Hipótesis contra-fáctica

por Juan Pablo Maccia



Imaginemos que a estas horas el intendente de Tigre, Sergio Massa, se reúne con su par Mauricio Macri para ultimar detalles. Los tiempos políticos se aceleran. De los cinco campos de batalla disponibles se avanza sobre tres: lo mediático, lo jurídico y lo electoral. La cosa no estalla aún del todo en la economía ni desborda a las calles.

Imaginemos que la decisión de declarar inconstitucional la elección en primarias de los miembros del Concejo de la Magistratura (que no importa tanto en relación a la intrascendente “democratización de la justicia”, pero que sí impacta en la táctica electoral del Frente para la Victoria, que cuenta con esa lista para nacionalizar una elección en la que no tiene candidatos locales convincentes) queda en firme.

Imaginemos el inminente anuncio de la candidatura de Sergio Massa, retoño liberal, crecido en las tierras más fértiles del peronismo menemista y duhaldista, con un armado bien tejido alrededor suyo.

Imaginemos, en fin, que cae la máscara con la cual se logró durante estos años que el PJ gobierne en nuestro nombre, ¿tal cosa sería admisible por nosotros?, ¿qué haríamos ante una situación como esta?

¿Y qué nos quedaría? ¿Rezar para que Scioli sea leal a la presidenta? ¿La candidatura presidencial de Scioli?, ¿Scioli contra la derecha? ¿Scioli, de nuevo, como héroe salvador?

Si así fuera –y sé bien que nada es tan así y que esto no más que literatura- habría que admitir que nos hemos equivocado todos. Quienes no se adentraron en Unidos y Organizados, por obnubilados. Quienes sí lo hicimos por ausencia de iniciativa propia. Y la jefa (y los jefecitos) por confiar en exceso en las virtudes del encuadramiento y la conspiración.

Sin candidatos locales de peso, precisamos a la presidenta. Sólo ella puede indicarnos en esta hora eventual cómo sigue esta lucha. Precisamos saber en quién(es) hemos de confiar. Si es ella, que sea y, si no, ¿en quién? Al héroe colectivo se le caen las bolas al suelo de sólo imaginar al danielnauta.

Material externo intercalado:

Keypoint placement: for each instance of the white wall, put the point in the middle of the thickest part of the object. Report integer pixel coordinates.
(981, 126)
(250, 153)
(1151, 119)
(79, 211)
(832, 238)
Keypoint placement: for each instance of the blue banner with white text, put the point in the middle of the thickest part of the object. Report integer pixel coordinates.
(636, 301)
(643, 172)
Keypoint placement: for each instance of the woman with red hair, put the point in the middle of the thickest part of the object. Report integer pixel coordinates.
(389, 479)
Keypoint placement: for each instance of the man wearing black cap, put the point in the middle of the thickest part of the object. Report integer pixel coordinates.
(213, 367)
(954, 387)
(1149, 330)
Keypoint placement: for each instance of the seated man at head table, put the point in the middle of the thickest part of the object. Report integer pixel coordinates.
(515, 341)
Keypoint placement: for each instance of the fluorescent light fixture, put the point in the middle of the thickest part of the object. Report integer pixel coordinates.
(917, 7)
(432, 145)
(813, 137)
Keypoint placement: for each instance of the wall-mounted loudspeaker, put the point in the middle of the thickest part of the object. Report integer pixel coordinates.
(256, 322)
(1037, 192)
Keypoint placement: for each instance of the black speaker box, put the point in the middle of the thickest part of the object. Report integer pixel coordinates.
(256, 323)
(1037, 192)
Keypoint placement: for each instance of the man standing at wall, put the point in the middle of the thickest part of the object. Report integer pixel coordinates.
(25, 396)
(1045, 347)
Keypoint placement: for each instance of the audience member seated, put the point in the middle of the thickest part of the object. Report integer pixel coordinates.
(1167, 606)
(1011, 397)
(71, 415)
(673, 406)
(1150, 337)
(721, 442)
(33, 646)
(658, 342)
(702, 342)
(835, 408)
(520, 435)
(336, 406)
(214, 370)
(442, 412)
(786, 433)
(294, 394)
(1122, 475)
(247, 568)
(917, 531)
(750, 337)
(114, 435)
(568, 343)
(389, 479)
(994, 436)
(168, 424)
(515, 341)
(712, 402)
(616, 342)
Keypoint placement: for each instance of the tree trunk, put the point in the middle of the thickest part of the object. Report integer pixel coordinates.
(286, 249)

¿Ante un escenario así, como no habríamos de preguntarnos si no hemos cometido errores? Quizás el más grande de ellos fuera –llegado el caso de asumirlos- el haber pasado de la “fobia” al “amor” por estado, sin estaciones. No supimos desconfiar. Pasamos del escepticismo a la credulidad sin mediación alguna.

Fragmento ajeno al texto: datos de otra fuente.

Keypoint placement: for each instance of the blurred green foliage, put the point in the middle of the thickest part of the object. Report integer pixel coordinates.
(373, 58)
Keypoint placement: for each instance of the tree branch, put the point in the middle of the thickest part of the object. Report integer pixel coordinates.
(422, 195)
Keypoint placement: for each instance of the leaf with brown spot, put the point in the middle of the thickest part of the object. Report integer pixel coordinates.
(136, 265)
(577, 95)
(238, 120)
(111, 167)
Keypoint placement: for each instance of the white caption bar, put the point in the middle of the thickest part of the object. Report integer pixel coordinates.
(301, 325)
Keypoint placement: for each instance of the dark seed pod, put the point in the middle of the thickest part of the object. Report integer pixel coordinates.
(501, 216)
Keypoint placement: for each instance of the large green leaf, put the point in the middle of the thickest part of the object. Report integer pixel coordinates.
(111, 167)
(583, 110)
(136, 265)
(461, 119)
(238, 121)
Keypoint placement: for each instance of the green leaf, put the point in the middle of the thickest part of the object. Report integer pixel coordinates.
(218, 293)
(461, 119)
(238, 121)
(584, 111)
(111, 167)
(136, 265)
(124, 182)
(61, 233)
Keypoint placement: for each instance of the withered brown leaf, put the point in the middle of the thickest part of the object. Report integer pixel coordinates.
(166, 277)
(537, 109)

Hemos chocado dos veces con la misma piedra. No hemos reparado ni entonces ni ahora en que no existe un concepto llamado Estado más allá de los estados empíricamente existentes. Y estos son heterogéneos y cambiantes. Existen, sí, las coyunturas, las formas estatales concretas, procesos y estructuras. Nada del orden trascendente o de la salvación.

Luchar contra el estado neoliberal no suponía desconocer la importancia del orden institucional. Construir el estado postneoliberal no suponía “amar al estado”. La estatalidad, si a ella íbamos a entregarnos, era ya síntesis burguesa de las diferencias. En su regazo solo se alimenta la separación organizada, los mercados más o menos asistidos, las justificaciones más o menos progresistas de la desigualdad.

Éste, nuestro error, vale por dos. No haber confiado más en la promoción de dirigentes provenientes del movimiento social, con potencia política (y electoral) propia; haber llevado el proceso político al choque con la legalidad. Se trata de dos caras de una misma subordinación de la irrupción democrática del 2001 al sistema político como representación y al juego institucional como contrato social.